Opondo-se à usual sensação de incômodo que advém do canto do
grilo, a visão do poeta constroi sensações prazerosas na sua
relação com o inseto, pois o encanto e a pulsação vital
materializam-se nos encontros sonoros e nas repetições: o
que mais me encanta / quando o grilo canta / é saber que é pelas
asas / que ele canta / -não pela garganta // ainda mais me encanta /
no cantar do grilo / é eu sentir-me vivo//. O
encadeamento dos sons guturais e as nasais /anta/ fazem com que o
canto vá tomando conta do espaço poético, enlaçado ao eu que o
incorpora. Num segundo momento do poema, o canto do grilo permanece,
porém, agora, associado ao tempo, como se cantar tivesse o poder de
amenizar a passagem do tempo e os contratempos da vida; as rimas e
recorrências fônicas dão corpo a essa sensação: atento
/ contra
o vento
/ ouvi-lo
/
grilo
/ canta
/ contra
o tempo.
Entretanto,
o bucolismo se reveste de outra dimensão, na medida em que o poeta
apresenta-o sob um viés crítico, atendendo a uma vertente mais
satírica, como no poema “Manhã Agrícola” (2012, p.28). Em
matéria de ecologia, diz o poeta, não servem cantigas enganadoras,
pois a realidade concreta e terrena exige outros cuidados. Formigas e
toupeiras podem alimentar as fábulas clássicas
ou inspirar Cesário Verde em seus poemas, mas na prática agrícola
são daninhas, o que revela o lado bem humorado do poeta para quem é
preciso entender a diferença entre as esferas literária e a práxis,
até para se respeitar a natureza específica de cada uma. Na poesia,
espaço em que o trabalho consciente com a linguagem faz coexistirem
as duas realidades, tudo é possível porque o senso crítico está
lá para denunciar as diferenças: “se precisar de bucolismo no
trabalho / arranjo um pintassilgo / ou um canário”, conclui o
poeta.
A
consciência aguda de Saias não se conforma à imobilidade e
passividade, preferindo o caminho da inquietação necessária à
derrocada dos valores estabelecidos. É preciso construir outro mundo
por meio de um lirismo inconformado, porém, insistente em seu poder
de renovação – é o que nos propõe o poema “É Preciso”:
é preciso
arrombar uma porta
é preciso
inventar um caminho
é preciso uma
leira cavada na horta
é preciso uma
acha de fogo azinho
é preciso um
canhão de certeza de tudo
é preciso uma
seara de raiva nos dedos
é preciso outro
mundo outro mundo outro mundo
sem
brechas nem bruxas nem monstros nem medos (2012, p.12)
Autodeterminada
(alimentada pelo anafórico “é preciso”), essa poesia reafirma
seu papel junto à realidade histórica, acreditando nas
possibilidades de transformação materializadas na linguagem.
Transformação legítima porque preparada e armada no seio mesmo da
escrita, espaço livre, aberto à emancipação do sujeito criador.
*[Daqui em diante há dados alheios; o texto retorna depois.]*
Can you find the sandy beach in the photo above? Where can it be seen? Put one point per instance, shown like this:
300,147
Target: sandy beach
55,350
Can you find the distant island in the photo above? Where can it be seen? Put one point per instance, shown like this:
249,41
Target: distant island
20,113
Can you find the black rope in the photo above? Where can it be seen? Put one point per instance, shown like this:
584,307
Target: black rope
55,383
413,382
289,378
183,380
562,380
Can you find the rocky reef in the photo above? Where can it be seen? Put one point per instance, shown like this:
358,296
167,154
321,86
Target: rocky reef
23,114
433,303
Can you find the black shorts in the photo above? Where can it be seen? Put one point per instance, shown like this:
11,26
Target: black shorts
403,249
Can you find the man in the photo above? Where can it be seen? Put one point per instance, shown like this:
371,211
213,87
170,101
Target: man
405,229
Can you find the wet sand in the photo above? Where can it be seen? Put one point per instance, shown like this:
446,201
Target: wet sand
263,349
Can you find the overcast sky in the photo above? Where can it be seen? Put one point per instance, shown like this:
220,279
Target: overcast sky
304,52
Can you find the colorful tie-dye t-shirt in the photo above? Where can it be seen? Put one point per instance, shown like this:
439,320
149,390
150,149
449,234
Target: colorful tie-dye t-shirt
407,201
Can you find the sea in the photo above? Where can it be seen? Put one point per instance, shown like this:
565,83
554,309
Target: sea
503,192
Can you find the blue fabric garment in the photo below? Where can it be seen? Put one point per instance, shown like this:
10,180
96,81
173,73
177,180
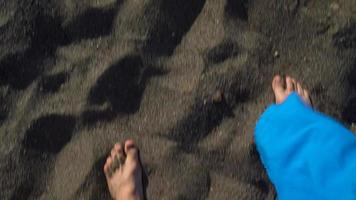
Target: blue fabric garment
307,155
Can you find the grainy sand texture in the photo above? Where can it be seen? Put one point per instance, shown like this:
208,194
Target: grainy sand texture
186,79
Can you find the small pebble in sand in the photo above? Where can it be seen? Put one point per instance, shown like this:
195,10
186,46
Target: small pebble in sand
276,54
217,97
334,6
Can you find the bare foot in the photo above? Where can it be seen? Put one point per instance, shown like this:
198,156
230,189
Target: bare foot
123,172
291,85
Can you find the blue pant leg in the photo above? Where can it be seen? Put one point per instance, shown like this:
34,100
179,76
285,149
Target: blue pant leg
307,155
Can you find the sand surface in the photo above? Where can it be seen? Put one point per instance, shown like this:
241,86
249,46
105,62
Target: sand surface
186,79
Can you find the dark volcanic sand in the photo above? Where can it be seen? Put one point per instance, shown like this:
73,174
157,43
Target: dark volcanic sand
187,79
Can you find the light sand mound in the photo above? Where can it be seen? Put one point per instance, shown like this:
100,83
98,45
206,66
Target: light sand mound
187,80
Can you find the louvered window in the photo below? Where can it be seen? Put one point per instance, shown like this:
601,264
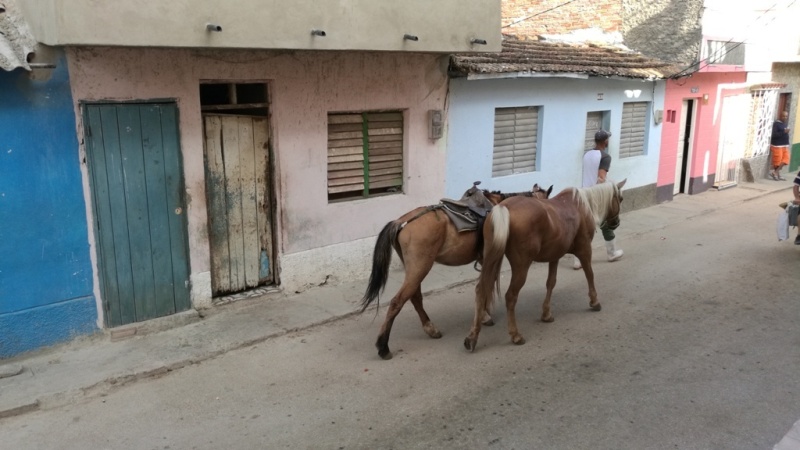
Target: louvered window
516,136
365,154
634,128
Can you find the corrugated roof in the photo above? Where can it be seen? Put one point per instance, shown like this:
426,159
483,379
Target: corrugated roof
544,57
17,44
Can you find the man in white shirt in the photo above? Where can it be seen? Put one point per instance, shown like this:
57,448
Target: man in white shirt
596,164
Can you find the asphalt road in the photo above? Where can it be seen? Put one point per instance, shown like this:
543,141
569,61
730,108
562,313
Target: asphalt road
697,347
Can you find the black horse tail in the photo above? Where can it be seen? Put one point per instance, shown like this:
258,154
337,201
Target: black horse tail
381,259
495,234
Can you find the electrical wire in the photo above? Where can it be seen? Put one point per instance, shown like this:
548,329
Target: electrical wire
538,14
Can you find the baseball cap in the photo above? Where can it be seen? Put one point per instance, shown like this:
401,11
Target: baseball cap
601,136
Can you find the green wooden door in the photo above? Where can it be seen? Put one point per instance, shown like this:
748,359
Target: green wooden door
133,154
A
fome, a exploração, as diferenças sociais, as falsidades, a
opressão e outros temas são revirados pela pena da escrita: “Fome
não apaga / este pão trigueiro // sou ladrão de palavras” (2012,
p.63). É graças ao investimento nas potencialidades do signo
poético que a realidade se ilumina, fazendo do trabalho árduo com a
palavra um análogo do trabalho braçal do homem ligado à terra.